Y la pompa creció. Sus colores variaban según fuera la fiesta que armaran los muchachos. A la falsa alegría, pisándole los pasos, le seguía la tristeza más honda. Bach no bastaba para matar la angustia. Petrarca era un anciano bebiéndose por Laura y un soneto la cárcel de la lengua. Picasso era un toro rumiando por Guernica. Charlotte era un sorbito de risas melancólicas y al este de la pompa se derrumbaba el cielo.
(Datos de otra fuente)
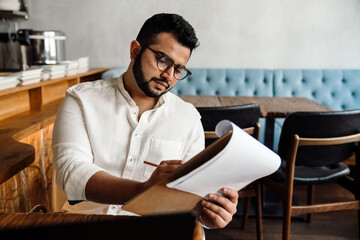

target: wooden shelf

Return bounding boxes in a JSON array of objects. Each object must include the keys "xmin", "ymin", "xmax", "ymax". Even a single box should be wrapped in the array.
[
  {"xmin": 0, "ymin": 68, "xmax": 109, "ymax": 184},
  {"xmin": 0, "ymin": 68, "xmax": 107, "ymax": 121}
]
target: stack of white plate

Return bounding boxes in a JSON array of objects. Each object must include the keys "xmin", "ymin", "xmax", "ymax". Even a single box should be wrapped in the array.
[
  {"xmin": 30, "ymin": 66, "xmax": 49, "ymax": 81},
  {"xmin": 61, "ymin": 60, "xmax": 79, "ymax": 76},
  {"xmin": 14, "ymin": 68, "xmax": 43, "ymax": 85},
  {"xmin": 0, "ymin": 0, "xmax": 20, "ymax": 11},
  {"xmin": 78, "ymin": 57, "xmax": 89, "ymax": 73},
  {"xmin": 0, "ymin": 75, "xmax": 19, "ymax": 90},
  {"xmin": 40, "ymin": 65, "xmax": 67, "ymax": 79}
]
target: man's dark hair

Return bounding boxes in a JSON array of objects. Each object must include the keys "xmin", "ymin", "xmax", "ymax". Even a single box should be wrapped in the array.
[{"xmin": 136, "ymin": 13, "xmax": 199, "ymax": 53}]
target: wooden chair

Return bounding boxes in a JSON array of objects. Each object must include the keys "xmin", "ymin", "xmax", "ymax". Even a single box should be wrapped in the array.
[
  {"xmin": 197, "ymin": 103, "xmax": 263, "ymax": 240},
  {"xmin": 264, "ymin": 110, "xmax": 360, "ymax": 240}
]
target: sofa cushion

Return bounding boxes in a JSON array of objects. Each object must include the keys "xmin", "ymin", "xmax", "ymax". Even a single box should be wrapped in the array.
[
  {"xmin": 171, "ymin": 68, "xmax": 273, "ymax": 96},
  {"xmin": 274, "ymin": 69, "xmax": 360, "ymax": 110}
]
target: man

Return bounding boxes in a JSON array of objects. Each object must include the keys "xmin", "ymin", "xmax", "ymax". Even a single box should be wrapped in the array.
[{"xmin": 52, "ymin": 13, "xmax": 238, "ymax": 229}]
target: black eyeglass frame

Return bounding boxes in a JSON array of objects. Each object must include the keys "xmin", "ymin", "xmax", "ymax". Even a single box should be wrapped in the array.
[{"xmin": 139, "ymin": 42, "xmax": 192, "ymax": 80}]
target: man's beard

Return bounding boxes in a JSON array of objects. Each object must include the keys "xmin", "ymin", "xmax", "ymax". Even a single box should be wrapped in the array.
[{"xmin": 132, "ymin": 51, "xmax": 171, "ymax": 98}]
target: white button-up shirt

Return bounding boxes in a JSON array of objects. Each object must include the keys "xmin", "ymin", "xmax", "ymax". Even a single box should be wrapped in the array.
[{"xmin": 52, "ymin": 74, "xmax": 205, "ymax": 215}]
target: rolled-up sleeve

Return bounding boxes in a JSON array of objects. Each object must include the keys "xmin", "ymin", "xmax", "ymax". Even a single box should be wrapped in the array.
[{"xmin": 52, "ymin": 95, "xmax": 104, "ymax": 201}]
"Que empiece la otra farsa", se elevó el coro unánime. El Niño del Pífano seguía entonando su melodía desconocida, al son de la cual la Troyana se acercaba a la otra nube, mientras el haz azul transparente enviaba oscuridad e iba envolviendo a la equilibrista en una redondez perfecta. Enmanuel no podía creerlo. La fiesta de los cangúpidos era una bicoca asemejada con la pompa iridiscente. La candorosa Monaa Lise era una aprendiz de meretriz de tercera. El Abuelo, un infeliz ladrón de florecillas silvestres frente a aquellos masacradores de jardines.

El Niño del Pífano, al borde de guardar el instrumento, se percató de los sufrimientos de Enmanuel, y con el último aliento de los bemoles finales hizo estallar la burbuja iridiscente, que dejó en Enmanuel una sensación de narcómano rescatado cuando la vio desleírse en las tinieblas.